Los nombres de Cézanne y Matisse, más su mutua y muy particular relación con el de Picasso, darían pie y argumento a un amplio comentarlo acerca de la exigua atención que Francia tuvo a bien prestar a sus dos artistas más universales, ejemplarmente contrastada por la clarividente oportunidad histórica con que ambos eran avizorados al otro lado del Atlántico. Harto sintomático resulta hoy comprobar que hasta 1970, no se dignara el país vecino celebrar una exposición antológica de Matisse, cumpliendo a Cézanne tres años más de espera para merecer tal honor.

TIEMPO DE PRORROGA

Dijérase que los franceses hubieran trocado de buen grado el fulgor de su arte moderno y la nómina misma de sus artistas por saber a Pablo Ruiz Picasso nacido en el corazón de la Galia, o, al menos, incorporado a su nacionalidad. Ni la coherencia del quehacer de Picasso con el desarrollo cultural y artístico del país vecino, donde, por otra parte, transcurrió la casi totalidad de su vida, ni la adopción gustosamente regalada por Francia al impenitente español, ni el haber abierto solemnemente las puertas del Louvre en vida del artista y para honor de su obra (caso único en la historia del museo y en la historia de Francia), ni aquella consideración “francés ilustre” por su cuenta y riesgo, le asignara a diario Jean Cocteau, ni otros mil estímulos y solicitudes, lograron modificar, pese a tanto empeño y devoción tan rendida, la condición civil de Picasso, quien, en el documento acreditativo de su legado al pueblo barcelonés, escribía para asombro de unos, indignación de otros y contento de no pocos: «Yo, Pablo Picasso, de nacionalidad española y vecino de Mougins (...), otorgo donación a la ciudad de Barcelona y en su; representación al Ayuntamiento de la misma».
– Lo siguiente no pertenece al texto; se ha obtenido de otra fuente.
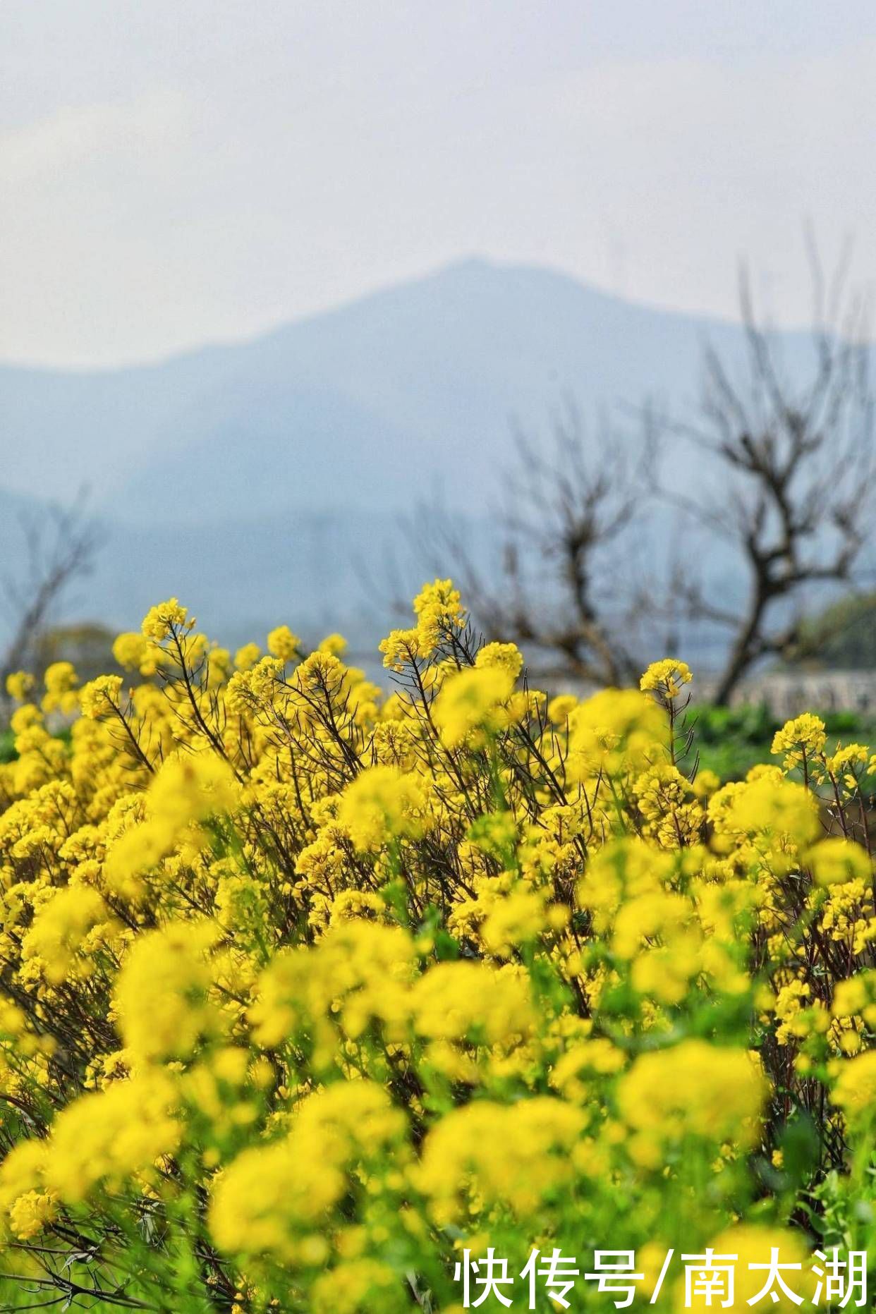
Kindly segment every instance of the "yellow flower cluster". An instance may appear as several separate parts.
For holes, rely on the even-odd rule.
[[[548,699],[447,579],[389,696],[338,635],[264,646],[172,598],[133,685],[8,682],[4,1307],[439,1311],[464,1248],[876,1240],[865,746],[797,717],[721,786],[683,662]]]

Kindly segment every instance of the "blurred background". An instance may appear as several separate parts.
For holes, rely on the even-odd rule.
[[[667,652],[876,715],[869,0],[7,0],[0,665]],[[751,711],[755,708],[756,711]]]

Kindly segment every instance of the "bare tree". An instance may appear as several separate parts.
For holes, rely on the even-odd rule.
[[[739,381],[713,350],[705,355],[701,413],[672,426],[717,478],[713,495],[676,503],[732,545],[746,574],[739,607],[686,586],[688,615],[728,635],[713,698],[729,702],[764,658],[801,654],[805,607],[818,585],[848,583],[868,530],[873,493],[873,399],[867,317],[846,294],[847,261],[830,286],[810,247],[813,356],[806,377],[783,368],[779,339],[755,315],[741,280],[746,356]]]
[[[435,507],[412,530],[431,536],[436,562],[450,564],[471,614],[491,639],[525,644],[558,662],[563,678],[619,685],[641,669],[630,650],[630,556],[621,539],[650,487],[650,452],[630,452],[603,430],[590,439],[569,402],[545,453],[521,432],[504,472],[493,560],[471,548],[470,523]],[[498,547],[498,553],[495,548]],[[498,560],[496,560],[498,556]],[[478,560],[479,558],[479,560]]]
[[[22,514],[21,536],[21,561],[0,578],[11,631],[0,660],[0,696],[7,675],[32,665],[63,595],[91,570],[99,543],[84,497],[70,507]]]

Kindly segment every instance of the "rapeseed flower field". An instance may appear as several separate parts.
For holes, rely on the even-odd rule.
[[[449,581],[381,646],[11,678],[0,1307],[863,1303],[869,749],[721,787],[683,662],[548,699]]]

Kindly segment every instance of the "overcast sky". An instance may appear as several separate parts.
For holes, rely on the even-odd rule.
[[[0,0],[0,357],[150,359],[461,256],[805,319],[876,279],[873,0]]]

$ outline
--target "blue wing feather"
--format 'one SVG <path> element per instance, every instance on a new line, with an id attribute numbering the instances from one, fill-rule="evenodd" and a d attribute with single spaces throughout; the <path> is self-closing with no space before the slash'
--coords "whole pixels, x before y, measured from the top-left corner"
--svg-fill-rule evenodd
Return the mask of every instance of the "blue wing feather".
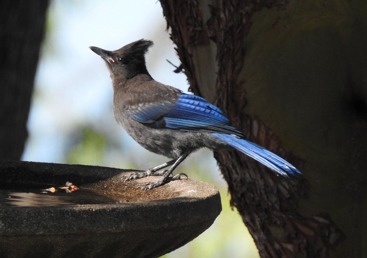
<path id="1" fill-rule="evenodd" d="M 220 109 L 195 95 L 182 94 L 178 96 L 178 100 L 172 102 L 165 101 L 130 107 L 129 112 L 137 121 L 153 127 L 242 135 L 240 132 L 229 125 L 230 121 Z"/>
<path id="2" fill-rule="evenodd" d="M 171 102 L 139 104 L 130 106 L 131 117 L 156 128 L 191 131 L 207 131 L 228 145 L 240 150 L 285 176 L 301 172 L 280 157 L 257 144 L 243 139 L 240 132 L 230 126 L 222 111 L 204 99 L 182 94 Z M 239 137 L 241 138 L 234 136 Z"/>

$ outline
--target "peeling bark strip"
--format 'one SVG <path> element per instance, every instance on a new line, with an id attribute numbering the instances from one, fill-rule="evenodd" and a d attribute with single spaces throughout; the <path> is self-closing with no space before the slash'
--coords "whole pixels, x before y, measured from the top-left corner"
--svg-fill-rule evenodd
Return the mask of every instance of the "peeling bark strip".
<path id="1" fill-rule="evenodd" d="M 282 148 L 279 139 L 265 123 L 240 113 L 246 104 L 246 94 L 239 90 L 245 88 L 243 83 L 238 82 L 251 15 L 264 7 L 286 9 L 289 1 L 218 0 L 216 6 L 209 6 L 210 18 L 206 21 L 203 20 L 200 7 L 207 6 L 204 1 L 160 0 L 190 89 L 200 95 L 201 86 L 197 84 L 189 50 L 207 45 L 210 39 L 210 44 L 216 44 L 217 49 L 218 77 L 212 89 L 217 92 L 217 105 L 236 127 L 247 132 L 249 139 L 299 166 L 302 161 Z M 231 205 L 238 210 L 262 257 L 327 257 L 329 251 L 343 239 L 343 233 L 328 214 L 305 218 L 297 213 L 297 203 L 308 187 L 305 180 L 277 177 L 236 151 L 217 152 L 214 156 L 228 184 Z"/>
Vale decir, además, que esta motivación reverencial en pro de un artista ajeno, con inicuo desdén hacia loa mejores de los suyos, se daba muy tardíamente o en «tiempo de prórroga», cuando Picasso pertenecía ya más a la leyenda que a la historia del arte y cuando, al margen de presuntas prerrogativas y homenajes casi póstumos, quedaba constancia mayoritaria de su actividad verazmente creadora en los museos americanos. Consecuencia o no de estas razones, es lo cierto que Matisse, uno de los espíritus más estrictamente creadores en el cómputo de la estética contemporánea y de otras edades ya idas, ha padecido más que ningún otro (o tanto como Cézanne), la incomprensión de sus compatriotas, al tiempo que merecía (no menos que Cézanne), la oportuna atención del otro lado del Océano. ¿Se abrieron acaso para ambos (ni aún después de muertos), las puertas del Louvre? No. Hubieron de transcurrir dieciséis años tras la muerte del primero y más de sesenta tras la del otro, para que París se dignara dedicarles una exposición simplemente antológica.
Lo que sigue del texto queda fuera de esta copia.